At our end of the market that is certainly the case. At the other end of the market you have NASA printing rocket parts in metals. There is an incredible range of capabilities here.
Apparently these things will make toys candy chocolate wax patterns etc.
If a 3-D printer can make parts to build a 3-d printer there is potential.
A lathe is touted for self replicating.
I am trying to decide if a 3-D printer is right for me. And which one .
Well honestly you probably won't know until you have had the machine for awhile. I've had a strong desire for a CNC router for some time too, it can be frustrating because you can't have both. Well at least not without blowing your budget.
As far as which one, the one you design and build yourself will likely be the most cost effective. It isn't impossible and can allow you to leverage stuff laying around. One thing to keep in mind is that you are not building a machine to cut anything (metal, plastic wood) thus there is no need for lots of mass. The axis also move relatively fast so mass control is important in that regard. This is also why uncommon building materials can often be used in the machines, Baltic birch ply for example is plenty stiff enough for a cheap 3D printer. Further the Reprap folks use plastic where no self respecting machine tool builder would have ten years ago. Keep in mind the application and alternatives begin to look far more feasible.

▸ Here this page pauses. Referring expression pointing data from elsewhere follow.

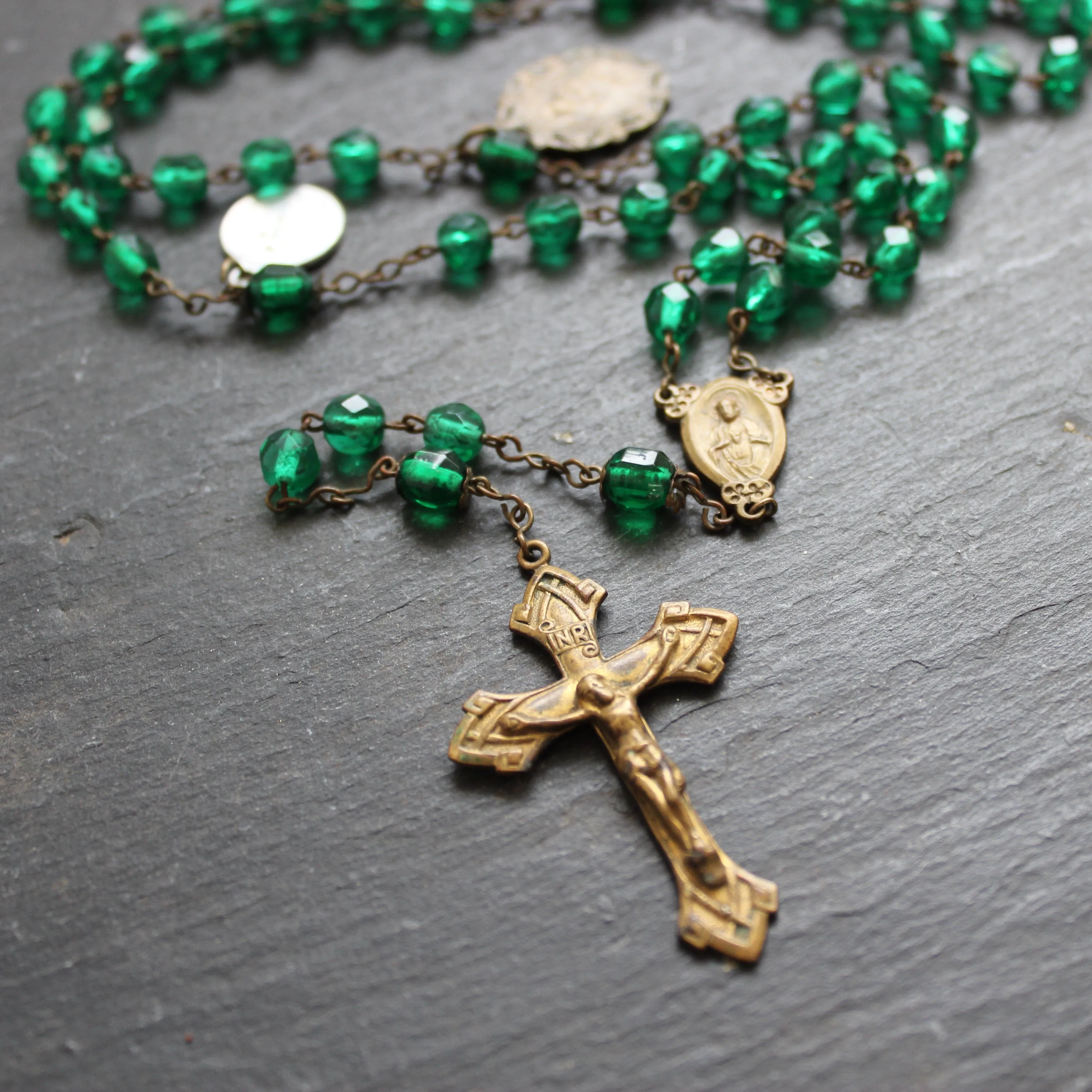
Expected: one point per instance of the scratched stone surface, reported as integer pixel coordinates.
(228, 813)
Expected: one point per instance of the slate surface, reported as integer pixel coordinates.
(228, 812)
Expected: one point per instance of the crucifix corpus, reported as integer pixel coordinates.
(721, 906)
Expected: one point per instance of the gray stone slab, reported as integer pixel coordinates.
(227, 806)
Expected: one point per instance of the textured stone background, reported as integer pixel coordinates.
(227, 806)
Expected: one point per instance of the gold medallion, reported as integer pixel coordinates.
(584, 99)
(734, 434)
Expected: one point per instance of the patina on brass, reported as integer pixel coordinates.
(721, 906)
(585, 99)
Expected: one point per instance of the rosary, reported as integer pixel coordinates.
(553, 118)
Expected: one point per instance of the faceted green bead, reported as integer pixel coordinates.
(163, 24)
(717, 172)
(126, 261)
(354, 160)
(40, 167)
(92, 125)
(205, 52)
(465, 242)
(766, 172)
(455, 428)
(96, 67)
(761, 120)
(672, 308)
(180, 182)
(554, 222)
(894, 255)
(811, 215)
(720, 257)
(646, 211)
(290, 459)
(812, 260)
(46, 114)
(373, 21)
(827, 156)
(102, 170)
(993, 72)
(1042, 18)
(836, 90)
(507, 155)
(930, 195)
(353, 425)
(953, 129)
(764, 292)
(932, 34)
(449, 21)
(638, 480)
(1065, 69)
(676, 150)
(866, 22)
(281, 295)
(432, 480)
(269, 167)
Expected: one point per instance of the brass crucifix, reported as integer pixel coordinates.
(721, 906)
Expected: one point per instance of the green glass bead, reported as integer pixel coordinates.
(96, 67)
(672, 308)
(932, 34)
(993, 72)
(102, 171)
(638, 480)
(761, 120)
(354, 160)
(811, 215)
(465, 242)
(676, 149)
(180, 182)
(455, 428)
(930, 195)
(507, 155)
(449, 21)
(281, 295)
(788, 16)
(895, 255)
(766, 172)
(554, 222)
(92, 125)
(909, 91)
(40, 167)
(764, 293)
(953, 129)
(866, 22)
(127, 259)
(205, 52)
(1064, 68)
(1042, 18)
(432, 480)
(827, 156)
(269, 167)
(836, 90)
(144, 81)
(353, 425)
(873, 140)
(289, 30)
(646, 211)
(373, 21)
(164, 24)
(812, 260)
(717, 172)
(290, 459)
(720, 257)
(46, 114)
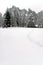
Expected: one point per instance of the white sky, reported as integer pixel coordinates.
(35, 5)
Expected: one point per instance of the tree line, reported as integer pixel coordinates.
(15, 17)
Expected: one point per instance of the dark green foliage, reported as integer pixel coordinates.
(7, 21)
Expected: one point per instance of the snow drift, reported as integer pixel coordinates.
(21, 46)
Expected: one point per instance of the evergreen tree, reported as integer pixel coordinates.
(7, 20)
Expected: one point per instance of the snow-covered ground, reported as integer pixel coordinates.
(21, 46)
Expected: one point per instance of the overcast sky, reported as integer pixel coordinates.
(35, 5)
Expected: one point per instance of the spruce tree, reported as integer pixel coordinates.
(7, 22)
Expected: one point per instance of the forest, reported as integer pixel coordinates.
(15, 17)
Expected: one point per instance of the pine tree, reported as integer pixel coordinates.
(7, 22)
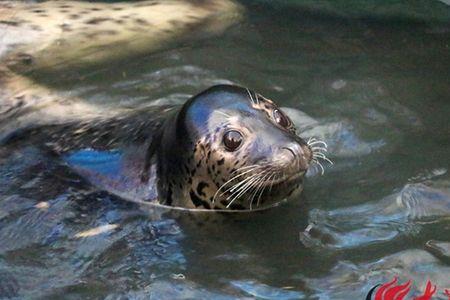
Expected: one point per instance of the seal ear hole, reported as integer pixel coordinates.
(280, 118)
(232, 140)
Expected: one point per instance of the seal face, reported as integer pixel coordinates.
(229, 148)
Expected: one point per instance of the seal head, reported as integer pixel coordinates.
(229, 148)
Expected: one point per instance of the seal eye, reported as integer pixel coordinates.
(280, 118)
(232, 140)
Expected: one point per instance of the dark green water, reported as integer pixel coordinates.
(377, 83)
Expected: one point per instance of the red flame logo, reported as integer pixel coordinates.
(394, 291)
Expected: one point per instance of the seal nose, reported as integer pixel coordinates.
(300, 153)
(290, 150)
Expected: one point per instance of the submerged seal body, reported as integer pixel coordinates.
(226, 148)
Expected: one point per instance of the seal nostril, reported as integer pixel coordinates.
(290, 150)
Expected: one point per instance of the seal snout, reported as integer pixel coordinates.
(298, 155)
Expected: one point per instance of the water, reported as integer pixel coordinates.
(376, 86)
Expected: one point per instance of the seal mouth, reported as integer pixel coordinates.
(285, 179)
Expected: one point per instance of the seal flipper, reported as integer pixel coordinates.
(115, 171)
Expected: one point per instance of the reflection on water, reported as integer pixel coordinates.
(377, 92)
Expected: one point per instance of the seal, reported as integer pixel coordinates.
(227, 148)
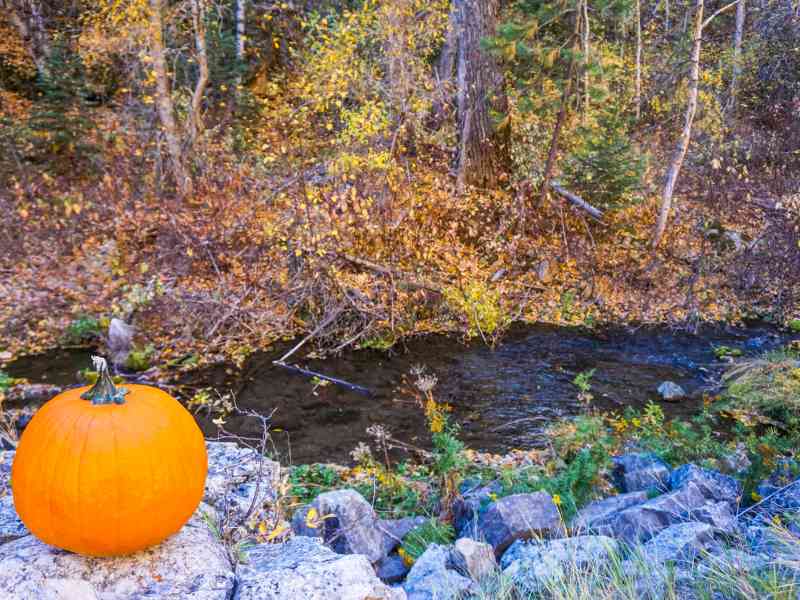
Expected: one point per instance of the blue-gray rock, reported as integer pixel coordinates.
(530, 565)
(717, 514)
(472, 498)
(236, 475)
(679, 543)
(11, 527)
(431, 577)
(473, 559)
(640, 472)
(520, 516)
(713, 485)
(192, 565)
(346, 522)
(392, 569)
(304, 569)
(641, 522)
(671, 391)
(600, 510)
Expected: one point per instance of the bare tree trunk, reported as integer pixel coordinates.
(483, 153)
(741, 13)
(166, 110)
(638, 83)
(686, 135)
(28, 19)
(195, 121)
(241, 24)
(585, 49)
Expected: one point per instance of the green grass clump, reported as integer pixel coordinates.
(418, 539)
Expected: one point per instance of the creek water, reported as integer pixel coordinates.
(502, 397)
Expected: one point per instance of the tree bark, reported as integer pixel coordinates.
(483, 150)
(585, 49)
(28, 19)
(741, 13)
(638, 83)
(686, 135)
(241, 25)
(195, 121)
(164, 104)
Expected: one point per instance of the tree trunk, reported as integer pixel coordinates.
(195, 122)
(166, 110)
(741, 13)
(638, 84)
(28, 19)
(241, 24)
(585, 49)
(686, 135)
(483, 150)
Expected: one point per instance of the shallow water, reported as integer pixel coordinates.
(502, 397)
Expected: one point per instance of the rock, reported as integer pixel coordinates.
(640, 472)
(394, 530)
(348, 524)
(639, 523)
(6, 458)
(473, 559)
(530, 565)
(714, 486)
(32, 393)
(233, 478)
(671, 391)
(304, 569)
(520, 516)
(717, 514)
(11, 527)
(392, 569)
(191, 565)
(682, 542)
(600, 510)
(431, 579)
(472, 499)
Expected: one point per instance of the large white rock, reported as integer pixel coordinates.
(304, 569)
(236, 475)
(191, 565)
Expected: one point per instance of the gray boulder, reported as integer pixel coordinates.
(641, 522)
(520, 516)
(346, 522)
(431, 577)
(392, 569)
(473, 559)
(191, 565)
(671, 391)
(236, 475)
(304, 569)
(530, 565)
(600, 510)
(640, 472)
(713, 485)
(680, 543)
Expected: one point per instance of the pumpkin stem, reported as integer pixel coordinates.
(104, 391)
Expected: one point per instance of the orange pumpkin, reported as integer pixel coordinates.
(109, 471)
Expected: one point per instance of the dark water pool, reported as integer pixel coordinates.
(502, 397)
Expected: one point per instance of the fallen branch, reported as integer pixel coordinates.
(577, 201)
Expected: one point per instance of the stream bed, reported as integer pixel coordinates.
(502, 397)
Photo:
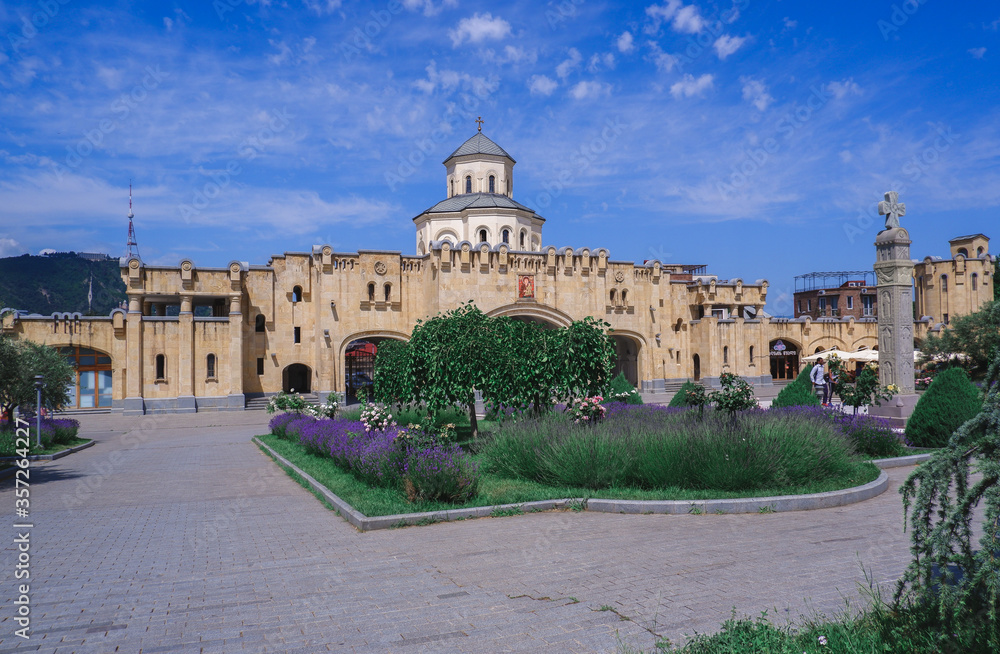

There is a lot of appeal to kits but for most people in these forums they are awfully expensive considering we already have most of the machining capability required. You look at many of the kits and it is like what is here that cost so much. So maybe a look at your scrap heap might inspire you to see some of that stuff as a printer. Most(many) of these machines are belt driven so a good portion of your linear motion hardware is pretty simple. In the end there are so many designs out there already that you have plenty of ideas to draw from.
Just an idea here, I just hate spending lots of money for very little. If DIY machine tools isn't your thing I can understand, but it is worth a thought. You might be surprised to find what you already have laying around that could go to a 3D printer.